The newly modified fiscal plan will now be submitted to Gov. Wanda Vázquez and the Puerto Rico legislature for review. The board hopes that a final version of the plan is set to go into effect on June 30.
The board's certification of the most recent fiscal plan comes less than a week after Rep. Raúl Grijalva, D-Ariz., submitted a bill to amend PROMESA, the law that helped create the federally-appointed fiscal board under the administration of president Barack Obama to allow Puerto Rico to restructure its debt.
The bill calls for an audit of Puerto Rico’s debt and the declaration of public health, education, safety and pensions as essential public services, a move that could help protect them from future funding cuts.

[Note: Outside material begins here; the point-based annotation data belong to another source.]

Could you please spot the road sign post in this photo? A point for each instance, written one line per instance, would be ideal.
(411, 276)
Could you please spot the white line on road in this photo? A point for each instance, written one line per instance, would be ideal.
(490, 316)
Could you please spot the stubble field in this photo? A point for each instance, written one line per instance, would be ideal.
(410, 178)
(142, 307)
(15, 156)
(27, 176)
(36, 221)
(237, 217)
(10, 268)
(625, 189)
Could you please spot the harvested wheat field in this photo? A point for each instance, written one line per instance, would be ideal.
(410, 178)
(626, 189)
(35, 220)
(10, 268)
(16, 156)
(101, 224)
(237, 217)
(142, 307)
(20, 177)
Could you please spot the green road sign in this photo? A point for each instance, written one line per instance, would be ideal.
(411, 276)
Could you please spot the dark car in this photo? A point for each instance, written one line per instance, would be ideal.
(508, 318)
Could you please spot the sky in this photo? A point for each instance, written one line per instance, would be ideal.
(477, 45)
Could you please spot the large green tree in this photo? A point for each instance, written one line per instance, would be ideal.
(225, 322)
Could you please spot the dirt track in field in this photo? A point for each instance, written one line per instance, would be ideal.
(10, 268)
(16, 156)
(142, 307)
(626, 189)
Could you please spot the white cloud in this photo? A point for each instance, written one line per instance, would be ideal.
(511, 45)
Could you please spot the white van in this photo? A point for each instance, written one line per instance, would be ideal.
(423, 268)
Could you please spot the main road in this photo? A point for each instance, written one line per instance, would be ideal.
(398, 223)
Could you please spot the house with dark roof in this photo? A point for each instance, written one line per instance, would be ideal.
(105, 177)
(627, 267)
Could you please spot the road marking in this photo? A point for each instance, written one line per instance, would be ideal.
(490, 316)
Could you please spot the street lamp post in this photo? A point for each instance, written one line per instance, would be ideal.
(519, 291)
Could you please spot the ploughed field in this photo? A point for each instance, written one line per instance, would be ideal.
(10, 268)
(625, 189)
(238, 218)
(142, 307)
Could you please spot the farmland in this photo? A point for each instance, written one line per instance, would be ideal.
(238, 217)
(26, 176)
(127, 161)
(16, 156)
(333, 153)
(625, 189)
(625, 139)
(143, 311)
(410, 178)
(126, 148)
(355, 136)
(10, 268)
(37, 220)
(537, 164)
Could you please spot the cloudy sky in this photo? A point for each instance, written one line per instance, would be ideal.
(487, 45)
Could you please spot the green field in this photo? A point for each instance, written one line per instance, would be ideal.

Grijalva's bill, which was introduced amid criticism that the board is not protecting Puerto Ricans and hasn't done enough to improve the island’s situation, would also guarantee funding for the University of Puerto Rico and allow the local government to shed some of its debt.
“The crushing fiscal austerity imposed by the original...law has failed to improve economic development or fix chronic poverty in Puerto Rico, so it’s time for a more people-focused approach,” Grijalva said in a statement last week.
Echoing some parts of the bill, the board's president, José Carrión, said he hopes the new fiscal plan serves as a "wake up call" to Puerto Rican officials, adding that the board as well as the people of Puerto Rico wants to see improvements in government services such as education, health care, electricity and water access, among others.
Before the board certified the most recent fiscal plan, New York-based Ambac Financial Group, a large insurer of Puerto Rico debt, said it filed a lawsuit against the board, alleging that the PROMESA law is unconstitutional and unenforceable.
The board told The Associated Press that it is reviewing the lawsuit and will respond in upcoming weeks.